Agora, com o fim da era PT, um número grande de blogs e coletivos produtores de informação crítica, ou mesmo de informação pura, com um viés classista, estão amargando a falta de recursos para existir. Os parcos 8% que eram divididos aos veículos dito alternativos do eixo Rio-São Paulo-Brasília já não existem mais. O governo Temer vem aumentando exponencialmente as verbas para os veículos de massa, que seguirão fabricando o consenso que o poder quer.

Diante disso, quais os nossos desafios? Como atuar de tal forma que venhamos a ser efetivamente uma alternativa? Não há respostas simples nem possibilidades reais diante da ordem. 

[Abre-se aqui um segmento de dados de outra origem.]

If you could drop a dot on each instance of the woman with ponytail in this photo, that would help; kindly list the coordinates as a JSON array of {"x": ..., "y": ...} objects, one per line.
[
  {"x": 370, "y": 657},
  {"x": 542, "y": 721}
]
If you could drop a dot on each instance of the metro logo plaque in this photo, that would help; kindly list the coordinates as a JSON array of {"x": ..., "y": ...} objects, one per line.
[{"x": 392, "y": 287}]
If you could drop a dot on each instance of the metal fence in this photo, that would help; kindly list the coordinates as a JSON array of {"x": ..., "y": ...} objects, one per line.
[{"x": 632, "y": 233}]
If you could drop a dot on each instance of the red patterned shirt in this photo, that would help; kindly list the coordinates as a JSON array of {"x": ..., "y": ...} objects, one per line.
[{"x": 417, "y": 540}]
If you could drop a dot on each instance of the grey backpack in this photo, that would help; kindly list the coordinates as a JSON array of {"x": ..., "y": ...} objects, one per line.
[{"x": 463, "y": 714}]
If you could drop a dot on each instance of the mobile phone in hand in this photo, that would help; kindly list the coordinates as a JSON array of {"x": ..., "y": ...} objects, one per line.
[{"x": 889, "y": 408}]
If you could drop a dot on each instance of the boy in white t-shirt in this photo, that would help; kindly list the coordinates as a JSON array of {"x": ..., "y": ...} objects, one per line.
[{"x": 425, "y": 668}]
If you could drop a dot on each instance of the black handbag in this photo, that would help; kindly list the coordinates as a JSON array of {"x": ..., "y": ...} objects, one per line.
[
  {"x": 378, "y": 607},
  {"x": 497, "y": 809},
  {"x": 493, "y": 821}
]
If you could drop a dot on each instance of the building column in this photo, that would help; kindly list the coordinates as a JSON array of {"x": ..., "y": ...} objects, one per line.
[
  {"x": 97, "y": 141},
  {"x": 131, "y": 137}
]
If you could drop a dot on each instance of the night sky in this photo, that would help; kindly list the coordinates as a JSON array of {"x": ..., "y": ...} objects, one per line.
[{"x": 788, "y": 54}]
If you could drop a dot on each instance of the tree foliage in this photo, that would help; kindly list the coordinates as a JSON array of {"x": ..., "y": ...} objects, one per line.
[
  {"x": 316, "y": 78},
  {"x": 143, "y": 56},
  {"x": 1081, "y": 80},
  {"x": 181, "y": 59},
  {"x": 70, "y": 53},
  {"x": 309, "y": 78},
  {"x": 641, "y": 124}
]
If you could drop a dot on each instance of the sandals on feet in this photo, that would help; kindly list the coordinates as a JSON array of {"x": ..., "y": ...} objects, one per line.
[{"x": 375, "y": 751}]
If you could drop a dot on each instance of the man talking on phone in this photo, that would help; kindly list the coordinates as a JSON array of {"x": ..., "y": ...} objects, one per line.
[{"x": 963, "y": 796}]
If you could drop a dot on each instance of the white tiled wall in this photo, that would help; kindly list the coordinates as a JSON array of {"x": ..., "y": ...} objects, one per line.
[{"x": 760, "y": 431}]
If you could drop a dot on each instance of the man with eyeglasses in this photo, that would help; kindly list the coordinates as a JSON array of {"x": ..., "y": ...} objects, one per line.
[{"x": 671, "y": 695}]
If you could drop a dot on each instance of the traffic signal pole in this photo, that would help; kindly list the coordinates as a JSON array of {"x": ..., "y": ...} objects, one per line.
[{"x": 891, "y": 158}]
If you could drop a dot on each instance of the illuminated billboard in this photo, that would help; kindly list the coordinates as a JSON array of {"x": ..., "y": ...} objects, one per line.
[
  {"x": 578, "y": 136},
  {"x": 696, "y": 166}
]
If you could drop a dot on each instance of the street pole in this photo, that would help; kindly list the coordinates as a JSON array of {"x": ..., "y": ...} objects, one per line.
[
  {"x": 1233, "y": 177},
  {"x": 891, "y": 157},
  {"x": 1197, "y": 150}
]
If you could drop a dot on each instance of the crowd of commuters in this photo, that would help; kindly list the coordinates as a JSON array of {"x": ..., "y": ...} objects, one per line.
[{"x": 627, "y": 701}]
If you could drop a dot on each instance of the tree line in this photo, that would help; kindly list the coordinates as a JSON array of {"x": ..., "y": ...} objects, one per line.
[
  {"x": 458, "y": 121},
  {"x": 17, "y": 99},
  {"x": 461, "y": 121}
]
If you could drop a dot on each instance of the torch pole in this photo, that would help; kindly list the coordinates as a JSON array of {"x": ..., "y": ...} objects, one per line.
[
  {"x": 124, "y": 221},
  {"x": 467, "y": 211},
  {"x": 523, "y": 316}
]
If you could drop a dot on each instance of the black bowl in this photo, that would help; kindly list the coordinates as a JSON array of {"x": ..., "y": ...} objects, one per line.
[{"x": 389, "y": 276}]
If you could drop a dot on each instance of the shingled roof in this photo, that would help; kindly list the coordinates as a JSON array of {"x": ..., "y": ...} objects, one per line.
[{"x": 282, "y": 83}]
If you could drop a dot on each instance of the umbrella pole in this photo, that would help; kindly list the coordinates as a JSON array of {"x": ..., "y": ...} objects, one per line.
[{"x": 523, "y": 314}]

O que podemos fazer, na ordem, é resistir. Com nossos blogs, nossos coletivos, nossas rádios comunitárias. Afinal, se ainda não somos uma alternativa de massa, somos certamente um espaço importantíssimo de organização, inclusive dos movimentos sociais. Os veículos comunitários, livres e populares foram fundamentais na articulação da resistência ao golpe, tem prestado um serviço inestimável na divulgação das ocupações de escolas e universidades, totalmente silenciadas pela mídia comercial. Assim, há que seguir, apesar de todos os obstáculos.

Só que esses não são tempos para resistir apenas. Há que atacar, surpreender, vencer a batalha comunicacional. Porque sem essa vitória sempre estaremos na defensiva, esgrimindo canhões com bala de rolha.

Por isso que o horizonte tem de ser a mudança do estado, a mudança de sistema, o fim do sistema capitalista de produção. Isso tem de estar em cada pequena intenção, cada pequeno texto, cada foto. Mas, nosso protagonismo como produtores de informação tem de estar calcado na universalidade. Para isso serve o jornalismo. As informações estão aí, pulando na internet, nas ruas, nas redes sociais. Mas elas estão pulando sozinhas, isoladas, em bolhas, muito mais desinformando, que formando. 

Nossa função é dar a esse mosaico de informações loucas e saltitantes a dimensão da totalidade. Nós, os jornalistas, conhecemos o segredo, que foi desvendado pelo grande teórico do jornalismo, Adelmo Genro Filho. Ele mostrou como se faz jornalismo é produção de conhecimento, que pode existir sem ser manipulador. Há que estudar Adelmo, compreendê-lo e fazer jornalismo crítico. Temos os recursos humanos e teóricos. Há que usar esse poder.